You are viewing a plain text version of this content. The canonical link for it is here.
Posted to solr-user@lucene.apache.org by "Khare, Kushal (MIND)" <Ku...@mind-infotech.com> on 2020/07/22 16:42:45 UTC

Can't search formatted text in solr

Hello guys,
I have been using solr for my java application to carry out content search from the saved docs.
I am facing a problem in searching for a word - 'load'
There are 2 cases, in 1st search is working good but in second case with the same doc and same query - 'load' am not getting the result

CASE 1 :

"Doing load test for Solr"  - Simple text in doc format.
Works fine

CASE 2 :

"Doing load test for Solr"  - Simple text in doc format.
In this case, the solr search fails. I don't get the result when I search for the term load.

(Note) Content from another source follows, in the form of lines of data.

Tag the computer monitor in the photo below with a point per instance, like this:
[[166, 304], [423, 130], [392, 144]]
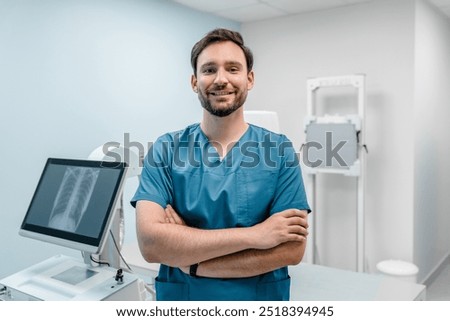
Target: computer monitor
[[74, 202]]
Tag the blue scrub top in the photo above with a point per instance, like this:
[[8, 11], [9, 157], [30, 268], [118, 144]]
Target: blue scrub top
[[258, 177]]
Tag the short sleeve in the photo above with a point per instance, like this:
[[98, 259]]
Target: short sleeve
[[290, 190], [156, 182]]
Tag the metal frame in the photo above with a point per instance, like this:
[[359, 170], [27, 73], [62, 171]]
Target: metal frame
[[358, 170]]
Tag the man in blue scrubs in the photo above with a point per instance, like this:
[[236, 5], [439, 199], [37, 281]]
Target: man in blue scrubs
[[221, 204]]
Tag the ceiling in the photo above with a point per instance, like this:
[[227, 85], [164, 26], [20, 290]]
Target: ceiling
[[254, 10]]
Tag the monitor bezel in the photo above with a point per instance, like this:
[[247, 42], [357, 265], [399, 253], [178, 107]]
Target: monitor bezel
[[92, 245]]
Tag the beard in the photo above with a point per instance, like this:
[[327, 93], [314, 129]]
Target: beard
[[208, 105]]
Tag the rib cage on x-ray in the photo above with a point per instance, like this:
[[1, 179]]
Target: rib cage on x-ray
[[73, 198]]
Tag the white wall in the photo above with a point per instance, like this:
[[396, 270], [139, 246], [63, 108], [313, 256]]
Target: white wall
[[76, 74], [377, 39], [432, 154]]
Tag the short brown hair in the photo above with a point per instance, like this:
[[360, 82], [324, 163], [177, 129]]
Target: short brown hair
[[220, 35]]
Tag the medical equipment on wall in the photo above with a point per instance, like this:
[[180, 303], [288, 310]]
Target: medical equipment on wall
[[73, 206], [263, 118], [320, 152]]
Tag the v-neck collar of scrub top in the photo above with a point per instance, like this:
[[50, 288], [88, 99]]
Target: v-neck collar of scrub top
[[213, 150]]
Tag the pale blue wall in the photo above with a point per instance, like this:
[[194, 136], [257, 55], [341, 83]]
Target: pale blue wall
[[75, 74]]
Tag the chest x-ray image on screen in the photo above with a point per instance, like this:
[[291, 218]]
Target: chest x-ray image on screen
[[73, 198], [74, 203]]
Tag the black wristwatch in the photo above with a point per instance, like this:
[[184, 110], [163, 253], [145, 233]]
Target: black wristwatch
[[193, 270]]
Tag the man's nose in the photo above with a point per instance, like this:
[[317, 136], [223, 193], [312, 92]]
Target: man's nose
[[221, 77]]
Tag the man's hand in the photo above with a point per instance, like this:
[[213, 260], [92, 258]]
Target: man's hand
[[288, 225]]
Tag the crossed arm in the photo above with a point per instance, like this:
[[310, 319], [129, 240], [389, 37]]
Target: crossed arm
[[227, 253]]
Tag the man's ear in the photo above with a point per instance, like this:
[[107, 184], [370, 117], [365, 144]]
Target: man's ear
[[250, 80], [194, 83]]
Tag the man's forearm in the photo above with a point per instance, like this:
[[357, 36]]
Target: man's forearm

Please help me with this as am unable to get any help with this


Thanks !
Regards,
Kushal Khare


Re: Can't search formatted text in solr

Posted by Erick Erickson <er...@gmail.com>.
There’s a space between “l” and “oad” in your second doc. Or perhaps it has
markup etc. If you do what I mentioned and use the /terms endpoint to examine
what’s actually in your index, I’m pretty sure you’ll see “l” and “oad” so not 
finding it is perfectly understandable.

What this is is that however you turn the doc into your xml format breaks it up
like this. I’ve seen this happen with other markups.

In other words, this has nothing to do with Solr and everything to do with whatever
extracts the text from the original document.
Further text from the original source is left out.